Councillor John Hunt referenced the debate in parliament on Tuesday (March 10), where numerous MPs rebelled against the government over the role of Hauwei in the UK’s 5G network.
He said: “In order to have a check on this, we should have a task and finish group. Do we believe our experts?
“We are all here in the wake of the coronavirus, and we’re happy to take experts’ advice on that, but not on 5G.”
MPs take action:
An amendment to the government’s Telecommunication Bill was put forward by former Tory leader Sir Iain Duncan Smith and debated in the House of Commons on Tuesday (March 10).
Mr Duncan Smith’s concerns about security and surveillance garnered the support of all five Somerset MPs, who have called for Huawei’s limited presence in the 5G market to be eliminated by the end of 2022.
While the government still won the vote (by a reduced majority of 24), the result signals a change of policy may be needed when its Telecommunication Security Bill comes forward later in the year.
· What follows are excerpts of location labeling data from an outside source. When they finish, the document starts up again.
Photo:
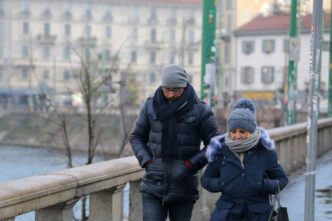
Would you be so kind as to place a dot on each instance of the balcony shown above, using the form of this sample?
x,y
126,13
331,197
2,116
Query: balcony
x,y
171,21
107,17
153,45
152,21
88,41
25,13
67,15
46,14
225,35
133,21
46,39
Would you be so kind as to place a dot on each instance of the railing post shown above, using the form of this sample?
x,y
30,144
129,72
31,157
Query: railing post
x,y
106,205
135,201
59,212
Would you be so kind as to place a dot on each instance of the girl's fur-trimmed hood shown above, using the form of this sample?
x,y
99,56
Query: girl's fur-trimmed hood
x,y
215,145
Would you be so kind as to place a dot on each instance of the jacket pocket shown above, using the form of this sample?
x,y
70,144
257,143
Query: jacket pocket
x,y
154,173
259,207
180,171
221,211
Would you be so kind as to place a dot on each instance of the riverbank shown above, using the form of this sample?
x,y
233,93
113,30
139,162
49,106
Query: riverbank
x,y
46,131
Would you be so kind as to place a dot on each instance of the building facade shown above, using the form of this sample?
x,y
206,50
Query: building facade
x,y
43,43
232,15
262,59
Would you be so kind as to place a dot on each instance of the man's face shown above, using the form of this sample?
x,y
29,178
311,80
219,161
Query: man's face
x,y
172,94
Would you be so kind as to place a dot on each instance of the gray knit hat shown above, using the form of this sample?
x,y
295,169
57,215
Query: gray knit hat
x,y
243,116
174,76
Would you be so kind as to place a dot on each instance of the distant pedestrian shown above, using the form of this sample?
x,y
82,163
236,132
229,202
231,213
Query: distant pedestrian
x,y
243,167
166,140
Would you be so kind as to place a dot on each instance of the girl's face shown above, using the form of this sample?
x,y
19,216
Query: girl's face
x,y
239,134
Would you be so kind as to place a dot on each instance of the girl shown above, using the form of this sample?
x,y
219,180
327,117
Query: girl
x,y
243,166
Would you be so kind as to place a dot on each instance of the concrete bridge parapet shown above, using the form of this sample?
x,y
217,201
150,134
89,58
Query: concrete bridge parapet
x,y
53,195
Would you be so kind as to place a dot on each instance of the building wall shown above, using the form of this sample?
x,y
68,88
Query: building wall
x,y
130,30
279,60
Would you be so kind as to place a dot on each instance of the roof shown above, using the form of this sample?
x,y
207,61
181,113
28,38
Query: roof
x,y
276,24
177,2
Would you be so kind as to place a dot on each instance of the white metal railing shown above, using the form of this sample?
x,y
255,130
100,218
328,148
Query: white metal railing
x,y
53,195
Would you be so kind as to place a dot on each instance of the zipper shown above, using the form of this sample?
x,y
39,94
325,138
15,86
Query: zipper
x,y
242,159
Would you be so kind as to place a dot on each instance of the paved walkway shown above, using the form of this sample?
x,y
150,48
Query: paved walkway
x,y
294,195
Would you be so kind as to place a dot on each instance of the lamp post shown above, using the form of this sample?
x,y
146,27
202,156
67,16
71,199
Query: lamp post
x,y
315,50
293,57
208,50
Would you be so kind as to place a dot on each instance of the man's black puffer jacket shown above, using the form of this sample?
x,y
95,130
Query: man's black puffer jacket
x,y
171,179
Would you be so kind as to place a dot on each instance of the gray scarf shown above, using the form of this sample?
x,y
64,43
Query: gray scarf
x,y
240,146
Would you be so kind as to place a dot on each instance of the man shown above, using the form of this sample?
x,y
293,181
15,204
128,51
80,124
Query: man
x,y
166,140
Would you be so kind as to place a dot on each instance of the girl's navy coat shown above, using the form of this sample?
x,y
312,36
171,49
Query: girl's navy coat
x,y
244,186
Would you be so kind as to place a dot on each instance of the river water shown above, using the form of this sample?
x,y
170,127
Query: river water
x,y
18,162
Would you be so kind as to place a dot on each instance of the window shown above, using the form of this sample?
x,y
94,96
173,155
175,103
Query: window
x,y
190,58
66,53
1,51
227,55
152,78
191,18
108,13
46,52
133,57
67,10
172,56
47,29
268,46
108,32
24,73
25,28
267,74
86,54
153,14
66,75
107,55
172,20
286,45
88,13
46,74
1,6
87,31
229,23
152,57
67,30
172,35
47,6
247,75
24,5
248,47
326,45
228,4
191,37
153,35
25,52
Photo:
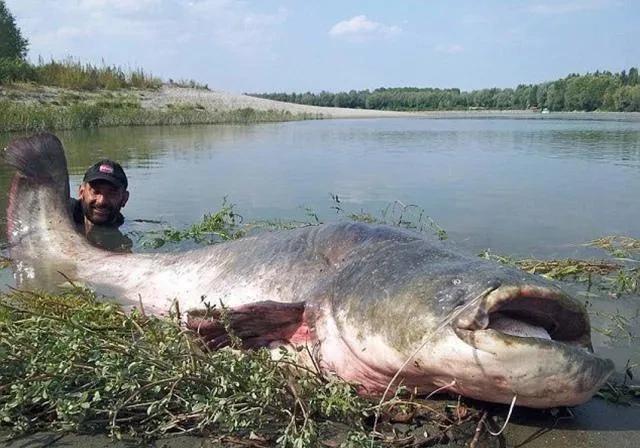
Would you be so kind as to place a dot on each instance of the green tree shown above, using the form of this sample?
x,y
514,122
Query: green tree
x,y
12,44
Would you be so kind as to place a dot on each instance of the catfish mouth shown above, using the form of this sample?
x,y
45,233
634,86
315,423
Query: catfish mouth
x,y
533,312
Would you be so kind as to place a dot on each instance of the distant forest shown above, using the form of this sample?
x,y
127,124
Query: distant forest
x,y
599,91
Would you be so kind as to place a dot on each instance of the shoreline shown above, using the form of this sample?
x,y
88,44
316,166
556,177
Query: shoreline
x,y
29,108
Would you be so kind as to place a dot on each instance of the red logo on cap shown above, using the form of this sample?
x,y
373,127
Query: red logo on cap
x,y
106,169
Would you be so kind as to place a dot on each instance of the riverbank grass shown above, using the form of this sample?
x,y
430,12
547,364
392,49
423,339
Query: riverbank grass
x,y
24,117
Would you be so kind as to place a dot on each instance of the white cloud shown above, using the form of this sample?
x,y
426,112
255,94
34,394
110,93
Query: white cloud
x,y
230,25
567,7
449,49
359,28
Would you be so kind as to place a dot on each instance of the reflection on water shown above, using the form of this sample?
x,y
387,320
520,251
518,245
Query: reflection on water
x,y
520,187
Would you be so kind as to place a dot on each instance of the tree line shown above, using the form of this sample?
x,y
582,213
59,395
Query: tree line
x,y
599,91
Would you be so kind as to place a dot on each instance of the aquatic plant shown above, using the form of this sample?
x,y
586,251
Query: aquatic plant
x,y
223,225
71,363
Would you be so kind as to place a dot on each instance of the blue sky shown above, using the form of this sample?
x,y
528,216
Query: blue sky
x,y
289,45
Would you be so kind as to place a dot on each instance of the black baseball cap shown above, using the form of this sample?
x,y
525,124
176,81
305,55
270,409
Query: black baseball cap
x,y
109,171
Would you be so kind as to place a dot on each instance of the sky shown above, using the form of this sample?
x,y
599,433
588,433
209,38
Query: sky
x,y
338,45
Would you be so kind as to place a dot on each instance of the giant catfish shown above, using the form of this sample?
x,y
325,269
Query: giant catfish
x,y
368,301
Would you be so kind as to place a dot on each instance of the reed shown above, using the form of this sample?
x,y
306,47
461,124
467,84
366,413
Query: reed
x,y
25,117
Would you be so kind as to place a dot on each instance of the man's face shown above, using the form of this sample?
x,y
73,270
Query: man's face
x,y
101,201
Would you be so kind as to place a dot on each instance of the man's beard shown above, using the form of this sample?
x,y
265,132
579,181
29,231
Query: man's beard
x,y
99,219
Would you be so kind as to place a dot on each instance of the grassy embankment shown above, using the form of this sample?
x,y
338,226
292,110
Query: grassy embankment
x,y
75,364
68,95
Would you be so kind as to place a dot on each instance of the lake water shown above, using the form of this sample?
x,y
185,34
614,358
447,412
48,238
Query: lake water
x,y
524,188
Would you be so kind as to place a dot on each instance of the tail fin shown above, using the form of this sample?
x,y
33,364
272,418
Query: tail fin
x,y
38,218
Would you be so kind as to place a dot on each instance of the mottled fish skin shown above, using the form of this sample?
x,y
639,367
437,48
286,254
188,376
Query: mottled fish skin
x,y
366,300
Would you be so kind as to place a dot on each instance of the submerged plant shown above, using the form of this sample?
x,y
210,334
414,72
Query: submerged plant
x,y
223,225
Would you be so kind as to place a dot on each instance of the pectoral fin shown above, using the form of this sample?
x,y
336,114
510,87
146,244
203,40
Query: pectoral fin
x,y
256,325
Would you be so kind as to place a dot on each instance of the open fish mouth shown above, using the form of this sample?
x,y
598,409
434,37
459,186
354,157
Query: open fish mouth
x,y
532,342
526,312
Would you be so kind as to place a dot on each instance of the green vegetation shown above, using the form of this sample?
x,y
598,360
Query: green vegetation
x,y
222,225
12,44
36,117
226,224
603,91
71,363
72,74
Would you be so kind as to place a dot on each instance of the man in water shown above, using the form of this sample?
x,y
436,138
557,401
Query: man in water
x,y
96,212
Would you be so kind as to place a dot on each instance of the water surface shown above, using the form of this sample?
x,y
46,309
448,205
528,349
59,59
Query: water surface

Somerton and Frome MP David Warburton – who founded the mobile phone software company Pitch Entertainment Group – said there could be “no complacency over the UK’s national security".
He said: “The involvement of Huawei in UK telecoms has the very great risk of jeopardising our national security, damaging the integrity and strength of our intelligence services and the NATO alliance.
“We must work to remove Huawei’s involvement in our crucial digital networks, not invite them in.
“Future conflict will be fought in cyberspace, and the resilience and security of our communications cannot be put at risk.”